When you’re 24, you can’t make a mistake. Anything you do, it’s going to be okay. The only thing that separates you from the person that does something is that that person is doing something and you’re left in indecision. “Should I go to LA, should I go to New York, should I write a book, should I do this?” No, just do it. And if you do it, and have that confidence, it’s going to work out. It’s going to be okay. You’re going to discover something. It is all going to be okay.

Chuck Cooper and Margaret Odette (center) in rehearsal for Much Ado About Nothing, The Public Theater’s Free Shakespeare in the Park production, directed by Kenny Leon, running at the Delacorte Theater in Central Park starting May 21. Photo credit: Joan Marcus.

GUEYE: That’s good advice. So far you’ve accomplished so much in your life, but I still want to ask you, what is your biggest life goal?

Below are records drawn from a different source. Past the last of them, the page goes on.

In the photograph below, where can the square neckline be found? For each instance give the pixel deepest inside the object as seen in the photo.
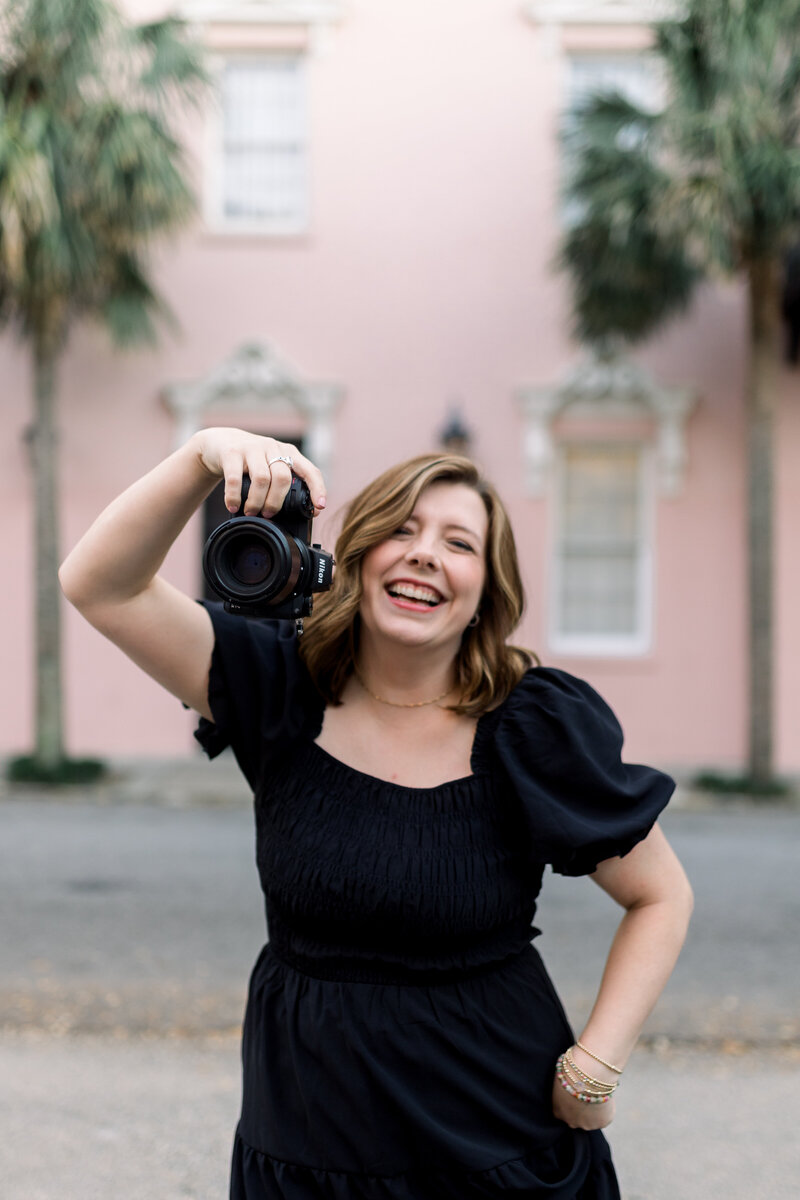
(461, 780)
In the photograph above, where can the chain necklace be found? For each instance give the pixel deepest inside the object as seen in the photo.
(395, 703)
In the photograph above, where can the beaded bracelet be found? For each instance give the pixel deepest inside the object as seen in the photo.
(584, 1097)
(581, 1077)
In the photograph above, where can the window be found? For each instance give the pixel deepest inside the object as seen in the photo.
(262, 147)
(633, 75)
(601, 592)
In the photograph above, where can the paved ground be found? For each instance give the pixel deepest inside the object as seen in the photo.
(96, 1117)
(128, 924)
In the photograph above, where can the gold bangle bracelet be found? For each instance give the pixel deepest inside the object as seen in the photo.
(618, 1071)
(599, 1085)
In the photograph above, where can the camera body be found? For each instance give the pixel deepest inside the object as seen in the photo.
(264, 568)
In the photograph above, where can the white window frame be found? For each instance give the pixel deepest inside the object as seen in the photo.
(638, 642)
(214, 208)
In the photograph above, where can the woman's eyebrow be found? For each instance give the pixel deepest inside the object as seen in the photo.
(464, 529)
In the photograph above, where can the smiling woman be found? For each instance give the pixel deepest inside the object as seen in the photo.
(413, 775)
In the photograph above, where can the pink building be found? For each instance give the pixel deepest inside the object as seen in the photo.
(380, 211)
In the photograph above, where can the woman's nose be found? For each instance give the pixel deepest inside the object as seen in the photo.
(422, 553)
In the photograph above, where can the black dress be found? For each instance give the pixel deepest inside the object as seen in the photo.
(401, 1030)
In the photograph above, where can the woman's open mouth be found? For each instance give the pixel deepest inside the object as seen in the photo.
(415, 594)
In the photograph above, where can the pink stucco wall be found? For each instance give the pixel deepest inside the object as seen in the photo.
(426, 275)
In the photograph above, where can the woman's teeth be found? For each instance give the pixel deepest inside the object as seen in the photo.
(408, 592)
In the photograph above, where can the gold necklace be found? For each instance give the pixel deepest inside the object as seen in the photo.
(395, 703)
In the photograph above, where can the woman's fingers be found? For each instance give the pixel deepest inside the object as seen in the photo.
(270, 466)
(232, 462)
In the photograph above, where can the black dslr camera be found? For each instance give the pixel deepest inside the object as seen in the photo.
(268, 568)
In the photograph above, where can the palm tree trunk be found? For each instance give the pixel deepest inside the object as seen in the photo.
(48, 739)
(764, 293)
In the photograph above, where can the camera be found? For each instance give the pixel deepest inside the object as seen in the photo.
(268, 568)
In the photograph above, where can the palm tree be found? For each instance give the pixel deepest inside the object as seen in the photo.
(707, 186)
(90, 173)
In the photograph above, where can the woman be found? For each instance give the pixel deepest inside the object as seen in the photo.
(413, 775)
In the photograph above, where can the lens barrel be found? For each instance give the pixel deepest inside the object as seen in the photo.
(252, 562)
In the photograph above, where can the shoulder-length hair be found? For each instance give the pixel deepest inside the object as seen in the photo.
(486, 667)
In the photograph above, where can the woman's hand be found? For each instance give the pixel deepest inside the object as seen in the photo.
(579, 1115)
(229, 454)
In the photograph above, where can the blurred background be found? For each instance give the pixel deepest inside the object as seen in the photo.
(558, 237)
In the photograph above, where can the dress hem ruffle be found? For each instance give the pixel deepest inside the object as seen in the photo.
(577, 1169)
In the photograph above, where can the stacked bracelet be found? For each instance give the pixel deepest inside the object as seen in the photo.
(582, 1086)
(618, 1071)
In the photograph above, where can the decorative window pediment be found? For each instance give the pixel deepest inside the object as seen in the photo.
(258, 12)
(612, 389)
(600, 12)
(256, 382)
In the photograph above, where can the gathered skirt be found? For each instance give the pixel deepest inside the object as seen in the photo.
(383, 1091)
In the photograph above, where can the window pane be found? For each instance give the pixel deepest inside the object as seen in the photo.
(600, 543)
(264, 142)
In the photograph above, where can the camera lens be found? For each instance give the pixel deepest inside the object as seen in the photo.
(250, 562)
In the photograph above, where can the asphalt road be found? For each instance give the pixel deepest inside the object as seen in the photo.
(139, 917)
(128, 927)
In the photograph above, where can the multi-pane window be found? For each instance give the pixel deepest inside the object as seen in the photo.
(635, 76)
(263, 174)
(601, 570)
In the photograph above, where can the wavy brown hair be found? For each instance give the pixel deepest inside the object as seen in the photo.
(486, 667)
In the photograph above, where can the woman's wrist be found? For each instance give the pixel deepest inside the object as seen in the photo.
(593, 1059)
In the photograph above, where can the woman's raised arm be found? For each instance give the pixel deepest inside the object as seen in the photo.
(112, 576)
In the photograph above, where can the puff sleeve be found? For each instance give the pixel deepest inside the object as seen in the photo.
(559, 747)
(259, 693)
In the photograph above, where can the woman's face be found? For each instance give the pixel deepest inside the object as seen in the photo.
(423, 585)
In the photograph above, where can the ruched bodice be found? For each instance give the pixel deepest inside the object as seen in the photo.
(401, 1030)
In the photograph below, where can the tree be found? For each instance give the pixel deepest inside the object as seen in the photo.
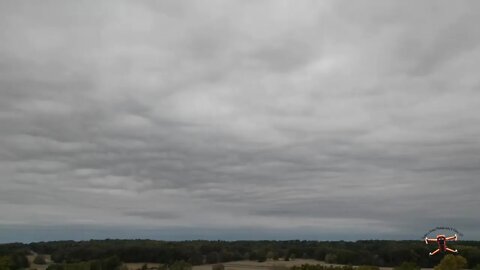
(180, 265)
(5, 263)
(452, 262)
(218, 266)
(407, 266)
(367, 267)
(331, 258)
(40, 259)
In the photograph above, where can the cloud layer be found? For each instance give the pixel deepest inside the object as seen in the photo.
(331, 118)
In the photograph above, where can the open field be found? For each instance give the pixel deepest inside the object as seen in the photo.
(30, 259)
(238, 265)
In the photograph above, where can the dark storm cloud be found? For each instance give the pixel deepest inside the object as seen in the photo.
(235, 117)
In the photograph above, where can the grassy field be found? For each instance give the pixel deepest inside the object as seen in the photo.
(38, 266)
(237, 265)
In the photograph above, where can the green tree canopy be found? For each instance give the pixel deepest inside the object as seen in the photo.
(452, 262)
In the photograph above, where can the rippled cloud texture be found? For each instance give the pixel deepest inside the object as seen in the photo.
(239, 119)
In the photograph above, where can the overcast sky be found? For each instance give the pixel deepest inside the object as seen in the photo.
(239, 119)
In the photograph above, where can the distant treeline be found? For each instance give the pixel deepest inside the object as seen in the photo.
(374, 252)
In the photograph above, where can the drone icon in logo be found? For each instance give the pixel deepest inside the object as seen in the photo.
(442, 243)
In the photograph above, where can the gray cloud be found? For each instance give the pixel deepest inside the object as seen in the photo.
(240, 117)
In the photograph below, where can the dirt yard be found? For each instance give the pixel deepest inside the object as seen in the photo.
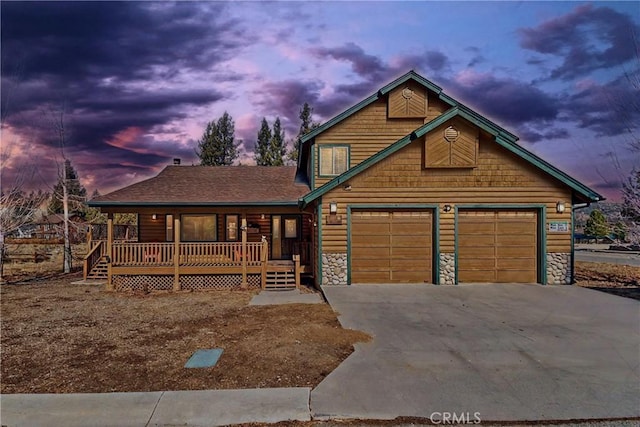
(621, 280)
(63, 338)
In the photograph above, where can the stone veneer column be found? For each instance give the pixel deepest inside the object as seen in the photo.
(447, 269)
(334, 269)
(559, 268)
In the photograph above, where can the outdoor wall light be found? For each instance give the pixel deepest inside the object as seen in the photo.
(333, 208)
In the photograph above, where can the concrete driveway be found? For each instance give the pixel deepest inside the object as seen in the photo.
(503, 351)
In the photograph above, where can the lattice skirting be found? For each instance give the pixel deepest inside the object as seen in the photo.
(142, 283)
(188, 282)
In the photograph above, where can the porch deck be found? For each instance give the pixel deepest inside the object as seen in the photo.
(175, 266)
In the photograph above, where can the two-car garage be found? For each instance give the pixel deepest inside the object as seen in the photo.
(397, 246)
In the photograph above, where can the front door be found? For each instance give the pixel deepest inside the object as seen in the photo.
(285, 236)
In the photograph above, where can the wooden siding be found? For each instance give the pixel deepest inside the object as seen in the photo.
(366, 132)
(451, 154)
(408, 101)
(151, 230)
(499, 178)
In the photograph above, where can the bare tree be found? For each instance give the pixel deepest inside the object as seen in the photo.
(17, 209)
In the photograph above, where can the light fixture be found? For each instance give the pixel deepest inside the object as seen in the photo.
(333, 208)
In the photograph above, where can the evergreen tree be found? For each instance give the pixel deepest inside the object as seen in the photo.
(277, 147)
(596, 225)
(77, 193)
(263, 144)
(306, 125)
(217, 146)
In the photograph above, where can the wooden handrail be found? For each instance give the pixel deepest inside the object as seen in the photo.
(93, 258)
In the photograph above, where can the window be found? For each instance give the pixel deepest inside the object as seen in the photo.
(232, 228)
(334, 160)
(199, 228)
(290, 228)
(169, 227)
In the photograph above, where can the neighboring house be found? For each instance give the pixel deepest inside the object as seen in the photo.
(407, 186)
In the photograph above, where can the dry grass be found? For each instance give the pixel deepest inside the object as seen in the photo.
(622, 280)
(63, 338)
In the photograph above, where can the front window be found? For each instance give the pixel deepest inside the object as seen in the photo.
(232, 228)
(199, 228)
(334, 160)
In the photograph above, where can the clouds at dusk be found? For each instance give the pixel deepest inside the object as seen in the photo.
(138, 81)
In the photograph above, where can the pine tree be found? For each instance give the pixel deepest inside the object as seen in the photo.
(263, 143)
(217, 146)
(596, 225)
(307, 124)
(277, 147)
(76, 192)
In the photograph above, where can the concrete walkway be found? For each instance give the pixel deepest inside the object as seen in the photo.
(505, 351)
(170, 408)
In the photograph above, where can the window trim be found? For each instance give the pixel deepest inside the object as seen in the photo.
(226, 228)
(182, 217)
(333, 146)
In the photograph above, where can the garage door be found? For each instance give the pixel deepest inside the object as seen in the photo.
(391, 246)
(497, 246)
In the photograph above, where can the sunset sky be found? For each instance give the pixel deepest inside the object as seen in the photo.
(138, 81)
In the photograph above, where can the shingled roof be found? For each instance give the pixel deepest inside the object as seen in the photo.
(211, 186)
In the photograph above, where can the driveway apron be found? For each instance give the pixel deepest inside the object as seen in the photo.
(497, 352)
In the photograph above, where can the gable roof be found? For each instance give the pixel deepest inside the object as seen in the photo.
(502, 137)
(211, 186)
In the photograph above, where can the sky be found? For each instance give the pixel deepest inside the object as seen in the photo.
(135, 83)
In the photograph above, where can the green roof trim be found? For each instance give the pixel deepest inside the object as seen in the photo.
(501, 136)
(189, 204)
(549, 168)
(359, 106)
(409, 76)
(340, 117)
(382, 154)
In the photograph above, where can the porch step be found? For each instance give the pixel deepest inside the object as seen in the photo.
(99, 272)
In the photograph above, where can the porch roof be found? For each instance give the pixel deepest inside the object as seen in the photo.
(210, 186)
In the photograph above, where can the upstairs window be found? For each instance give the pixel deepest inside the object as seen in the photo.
(334, 160)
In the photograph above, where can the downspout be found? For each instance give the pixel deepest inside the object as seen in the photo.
(574, 207)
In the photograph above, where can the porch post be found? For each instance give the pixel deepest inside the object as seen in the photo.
(109, 251)
(176, 253)
(244, 284)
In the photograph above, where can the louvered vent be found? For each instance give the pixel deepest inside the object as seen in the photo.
(451, 134)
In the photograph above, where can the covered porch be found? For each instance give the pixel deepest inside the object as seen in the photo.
(235, 248)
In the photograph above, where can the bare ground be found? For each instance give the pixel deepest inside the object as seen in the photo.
(64, 338)
(621, 280)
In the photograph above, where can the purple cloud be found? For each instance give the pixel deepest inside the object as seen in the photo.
(587, 39)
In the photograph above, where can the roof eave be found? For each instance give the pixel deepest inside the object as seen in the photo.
(98, 204)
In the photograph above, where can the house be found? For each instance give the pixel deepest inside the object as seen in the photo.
(408, 185)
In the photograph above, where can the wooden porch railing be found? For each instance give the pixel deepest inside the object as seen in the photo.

LEON: One of my best friends is Samuel L. Jackson and I always talk to him and say “Man, isn’t it good just to be relevant?” Oh, I want to keep being relevant. I want to keep understanding generational differences. There’s things that as a 60 year old, I can offer to a 30 year old that will be a gift to them. They can give me things that at 30 that can be a gift to me. As long as we keep communicating with people at different ages, races and different agendas in life, that’s where the growth is. That’s where beauty is. I want to keep doing projects that allow me to embrace people of all ages, all races, all cultures, all sexual persuasions, and then I can be an even greater gift to the world. I’m just trying to do more of that to work with a wider variety of people.